I was given an allowance until I finished full time education at 22. About £500 a month to top up student loan. It didn't do me any harm, I'm now earning a few times the national average and have always been responsible with finances. Not sure why so much outrage.

CatToddlerUprising · 01/07/2020 15:13

If she had dropped out, I think the SLC can ask for some of the tuition fees and grants/loans back if she’s been overpaid
www.ucas.com/finance/student-finance-england/suspending-or-withdrawing-your-full-time-studies

titchy · 01/07/2020 15:14

I was given an allowance until I finished full time education at 22 Not sure why so much outrage.
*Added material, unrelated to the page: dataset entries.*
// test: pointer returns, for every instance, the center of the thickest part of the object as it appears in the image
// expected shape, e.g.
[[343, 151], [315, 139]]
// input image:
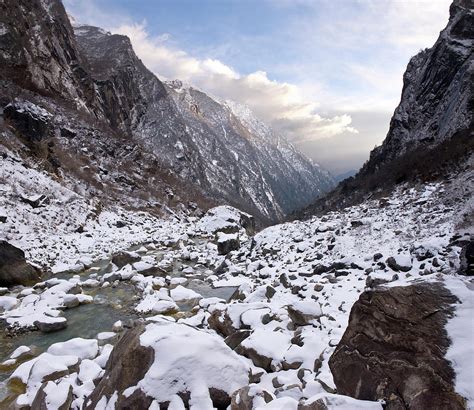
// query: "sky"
[[327, 74]]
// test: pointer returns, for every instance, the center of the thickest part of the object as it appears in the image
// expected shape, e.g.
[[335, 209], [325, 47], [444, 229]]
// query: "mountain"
[[432, 129], [117, 292], [243, 158], [165, 144]]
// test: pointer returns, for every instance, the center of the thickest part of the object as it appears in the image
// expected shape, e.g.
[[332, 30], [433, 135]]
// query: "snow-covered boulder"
[[226, 219], [14, 269], [400, 263], [163, 362], [227, 242]]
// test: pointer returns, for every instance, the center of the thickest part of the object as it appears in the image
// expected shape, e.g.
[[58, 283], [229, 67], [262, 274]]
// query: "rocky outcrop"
[[394, 346], [467, 259], [127, 365], [438, 91], [14, 269], [432, 130]]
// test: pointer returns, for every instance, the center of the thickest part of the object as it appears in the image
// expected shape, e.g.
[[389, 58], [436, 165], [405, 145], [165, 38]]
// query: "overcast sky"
[[327, 74]]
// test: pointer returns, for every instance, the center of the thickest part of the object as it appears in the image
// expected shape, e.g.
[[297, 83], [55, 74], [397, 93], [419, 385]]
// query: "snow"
[[82, 348], [180, 365], [180, 293], [461, 332], [276, 270]]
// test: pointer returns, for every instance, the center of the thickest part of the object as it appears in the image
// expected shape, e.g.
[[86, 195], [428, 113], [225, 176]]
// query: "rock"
[[270, 292], [34, 201], [304, 312], [127, 365], [377, 256], [467, 259], [236, 338], [243, 399], [394, 347], [399, 263], [227, 243], [62, 397], [160, 360], [51, 324], [221, 323], [124, 258], [71, 301], [28, 119], [14, 270]]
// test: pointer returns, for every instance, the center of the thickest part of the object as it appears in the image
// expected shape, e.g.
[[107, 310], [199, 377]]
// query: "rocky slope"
[[432, 129], [94, 81], [368, 307]]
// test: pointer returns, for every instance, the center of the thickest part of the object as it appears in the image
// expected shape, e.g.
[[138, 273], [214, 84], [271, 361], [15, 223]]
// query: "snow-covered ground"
[[295, 286]]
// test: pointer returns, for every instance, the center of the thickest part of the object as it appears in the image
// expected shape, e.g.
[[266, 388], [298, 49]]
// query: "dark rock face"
[[432, 129], [127, 365], [183, 135], [28, 119], [124, 258], [394, 347], [14, 270], [467, 260], [227, 244]]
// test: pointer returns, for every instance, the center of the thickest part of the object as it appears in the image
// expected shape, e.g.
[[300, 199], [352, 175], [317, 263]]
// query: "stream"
[[110, 304]]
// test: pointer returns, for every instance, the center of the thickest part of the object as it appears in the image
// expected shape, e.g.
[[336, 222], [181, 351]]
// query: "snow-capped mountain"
[[184, 140], [244, 158], [432, 129], [114, 294]]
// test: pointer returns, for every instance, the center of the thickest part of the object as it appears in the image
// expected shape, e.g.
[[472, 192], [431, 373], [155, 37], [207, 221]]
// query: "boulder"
[[127, 365], [165, 359], [53, 324], [124, 258], [14, 270], [29, 120], [227, 243], [303, 313], [62, 397], [399, 263], [467, 259], [394, 346]]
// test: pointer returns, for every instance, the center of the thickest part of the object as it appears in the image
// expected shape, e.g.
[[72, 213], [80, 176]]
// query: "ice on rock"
[[180, 364], [180, 293], [82, 348]]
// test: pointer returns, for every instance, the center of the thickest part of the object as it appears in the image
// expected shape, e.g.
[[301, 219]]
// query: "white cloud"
[[280, 104]]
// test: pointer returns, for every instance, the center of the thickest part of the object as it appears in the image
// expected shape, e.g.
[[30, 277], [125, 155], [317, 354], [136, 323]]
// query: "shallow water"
[[110, 304]]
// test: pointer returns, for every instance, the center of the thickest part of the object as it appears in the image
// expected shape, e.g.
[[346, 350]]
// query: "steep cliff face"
[[200, 139], [438, 92], [38, 51], [245, 157], [432, 130], [93, 86]]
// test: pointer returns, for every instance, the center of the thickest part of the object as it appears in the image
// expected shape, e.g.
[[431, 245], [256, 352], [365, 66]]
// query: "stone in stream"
[[394, 346], [125, 258], [61, 397], [14, 269], [158, 359], [399, 263], [303, 313], [51, 324]]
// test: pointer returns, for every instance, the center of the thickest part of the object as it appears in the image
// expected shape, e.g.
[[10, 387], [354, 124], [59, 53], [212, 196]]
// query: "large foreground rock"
[[14, 270], [166, 362], [394, 348]]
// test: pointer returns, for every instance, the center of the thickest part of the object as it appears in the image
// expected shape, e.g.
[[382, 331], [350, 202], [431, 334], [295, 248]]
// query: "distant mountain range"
[[126, 136]]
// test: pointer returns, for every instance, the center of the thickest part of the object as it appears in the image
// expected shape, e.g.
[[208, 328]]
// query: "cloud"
[[318, 71], [280, 104]]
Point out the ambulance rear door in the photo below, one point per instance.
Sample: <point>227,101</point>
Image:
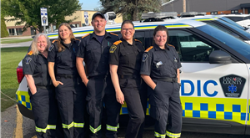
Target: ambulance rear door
<point>213,95</point>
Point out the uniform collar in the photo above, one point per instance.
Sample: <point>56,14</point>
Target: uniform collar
<point>67,44</point>
<point>105,36</point>
<point>127,42</point>
<point>157,48</point>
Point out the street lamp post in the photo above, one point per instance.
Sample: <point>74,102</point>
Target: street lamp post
<point>184,5</point>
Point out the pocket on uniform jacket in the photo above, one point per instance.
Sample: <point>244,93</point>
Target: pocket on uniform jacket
<point>88,84</point>
<point>156,86</point>
<point>123,82</point>
<point>126,56</point>
<point>154,112</point>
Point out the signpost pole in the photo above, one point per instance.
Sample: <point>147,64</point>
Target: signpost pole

Because she has finished FT education....

vanillandhoney · 01/07/2020 15:14

Why is everyone saying it's better that she signs on?

Surely it's far better that she's supported by her parents as opposed to the taxpayer?

vodkaredbullgirl · 01/07/2020 15:14

My dd is 20 and I dont give her any money, she gets universal credit. She buys her own food and other stuff she needs. She will put money towards the electric. Once she gets a job she will have to give me some board.

She gets no money from her dad, he stopped once she was 18 but still in college.